TSp: Ein Ausrutscher, der deutlich gemacht hat, dass in den USA völlig unterschiedliche, zivilisatorische Milieus existieren, die untereinander die Kommunikationsfähigkeit verloren haben.

SRr: Das mag in Teilen so sein. Tatsächlich aber befinden sich die USA eher in einem behutsamen Wandel. Das – nennen wir es einmal reaktionäre Potential schmilzt nicht nur in den großen Städten dahin. Auch junge Republikaner vertreten nicht mehr die Werte ihrer Großmütter. Es war Trumps großer Irrtum zu glauben, in den Vorstädten der Mittelschicht würden alle strikt konservativ sein. Das war einmal so – aber auch dort verlieren die Traditionalisten beständig an Boden.
Schauen Sie auf Arizona – früher eine Hochburg der Konservativen. In diesem Wüstenstadt findet sich letztlich alles in einem riesigen Stadtgürtel – Fachhochschulen, Universitäten – alles in einem County. Und selbstverständlich ist das eine Hochburg der Democrats, die die konservative Mehrheit geknackt hat. Hier werden die Republicans offener werden müssen – die Wagenburgmentalität der Frontiers ist nicht mehr mehrheitsfähig.

TSp: Und was ist beispielsweise mit BLM?

SPr: Auch wenn das in Deutschland keiner hören will: Das sind nicht die Kernprobleme der USA. Es gibt radikale und gewaltbereite Randgruppen, ja. Die gibt es rechts und links, bei Weißen und Schwarzen. In Minneapolis hat beispielsweise eine Art New Ku-Klux-Klan das Geschäft eines kleinen Elektronikhändlers zerlegt, weil der seiner Kirche Billig-Handys gespendet hatte, mit denen die dann Menschen half, die zumeist nicht der Gruppe der Weißen angehörten. Das ist völlig absurd – und das ist durch und durch unamerikanisch. Diese Ränder sind das Problem – nicht aber angeblicher, institutioneller Rassismus. Farbige Amerikaner sind längst bis in die Oberschicht vorgedrungen. In diesen Kreisen spielt die Hautfarbe keine Rolle – BLM-Kampagnen und ähnliches sind ein soziales Problem, keines von Rassen.

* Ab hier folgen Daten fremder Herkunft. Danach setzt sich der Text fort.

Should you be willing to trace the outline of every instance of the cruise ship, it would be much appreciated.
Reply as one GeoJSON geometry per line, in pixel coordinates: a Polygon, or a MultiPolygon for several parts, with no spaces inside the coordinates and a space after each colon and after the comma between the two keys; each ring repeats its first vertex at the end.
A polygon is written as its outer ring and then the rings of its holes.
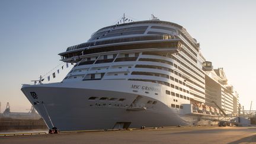
{"type": "Polygon", "coordinates": [[[124,19],[59,55],[75,63],[62,81],[21,88],[49,129],[193,125],[239,112],[223,69],[213,69],[177,24],[124,19]]]}

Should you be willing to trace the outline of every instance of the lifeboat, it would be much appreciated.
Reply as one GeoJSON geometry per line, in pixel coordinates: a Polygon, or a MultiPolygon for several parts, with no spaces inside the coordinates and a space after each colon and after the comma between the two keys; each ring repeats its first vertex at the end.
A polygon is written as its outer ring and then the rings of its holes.
{"type": "Polygon", "coordinates": [[[213,107],[210,107],[210,112],[212,114],[215,114],[215,109],[213,107]]]}
{"type": "Polygon", "coordinates": [[[211,114],[210,113],[210,107],[208,105],[203,105],[203,108],[204,108],[204,111],[206,114],[211,114]]]}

TSp: Und dennoch will es so scheinen, als täten sich die Democrats mit diesem Wandel leichter.

SPr: Die müssen da ganz vorsichtig sein. Schauen Sie mal auf die Abtreibungsdebatte. Unter dem fadenscheinigen Argument, der Bauch gehöre den Frauen, ist das Töten von Ungeborenen für Democrats ein Kernelement ihrer Politik. Und nun schauen Sie einmal genau hin: Wer treibt da ab? Das sind nicht die weißen Frauen – es sind zu 80 Prozent Schwarze. Bösartig formuliert: Die Politik der Democrats sorgt so dafür, dass der Bevölkerungsanteil der Schwarzen an der US-Bevölkerung nicht zu groß wird. Passt irgendwie gut in die Tradition der Sklavenhaltung der Südstaaten-Demokraten.

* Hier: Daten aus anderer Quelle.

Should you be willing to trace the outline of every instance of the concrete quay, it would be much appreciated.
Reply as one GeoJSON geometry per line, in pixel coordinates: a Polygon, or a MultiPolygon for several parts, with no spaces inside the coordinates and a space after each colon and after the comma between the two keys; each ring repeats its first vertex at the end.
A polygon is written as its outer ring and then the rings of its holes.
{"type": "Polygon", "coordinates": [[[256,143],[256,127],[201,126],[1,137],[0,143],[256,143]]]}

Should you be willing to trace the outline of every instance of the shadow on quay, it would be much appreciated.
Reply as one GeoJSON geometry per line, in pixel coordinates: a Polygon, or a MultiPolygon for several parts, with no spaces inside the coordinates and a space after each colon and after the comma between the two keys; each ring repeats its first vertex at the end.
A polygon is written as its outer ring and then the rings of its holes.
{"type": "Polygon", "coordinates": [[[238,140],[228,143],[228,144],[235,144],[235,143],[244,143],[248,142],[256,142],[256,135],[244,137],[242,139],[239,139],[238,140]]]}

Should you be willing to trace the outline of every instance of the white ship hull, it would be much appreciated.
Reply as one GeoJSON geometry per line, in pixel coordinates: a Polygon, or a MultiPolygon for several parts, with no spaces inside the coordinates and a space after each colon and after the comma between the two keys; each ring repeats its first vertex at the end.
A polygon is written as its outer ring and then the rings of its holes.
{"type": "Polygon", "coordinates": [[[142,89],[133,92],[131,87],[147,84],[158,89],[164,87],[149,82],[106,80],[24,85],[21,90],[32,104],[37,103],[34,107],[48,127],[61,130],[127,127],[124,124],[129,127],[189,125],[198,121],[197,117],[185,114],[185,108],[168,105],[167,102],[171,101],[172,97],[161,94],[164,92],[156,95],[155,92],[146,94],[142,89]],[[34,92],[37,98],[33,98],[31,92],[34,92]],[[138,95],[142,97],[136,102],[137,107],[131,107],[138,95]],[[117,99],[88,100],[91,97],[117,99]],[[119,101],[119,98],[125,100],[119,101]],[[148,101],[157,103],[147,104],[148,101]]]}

TSp: Klingt böse – aber zumindest hinsichtlich der Tradition der Democrats ist dem nicht zu widersprechen. Werfen wir nun noch einmal einen Blick auf die internationalen Beziehungen. Die Bundesregierung, die EU-Administration – alle sind glücklich, dass der böse Trump nun weg ist. Wird nun alles wieder wie früher?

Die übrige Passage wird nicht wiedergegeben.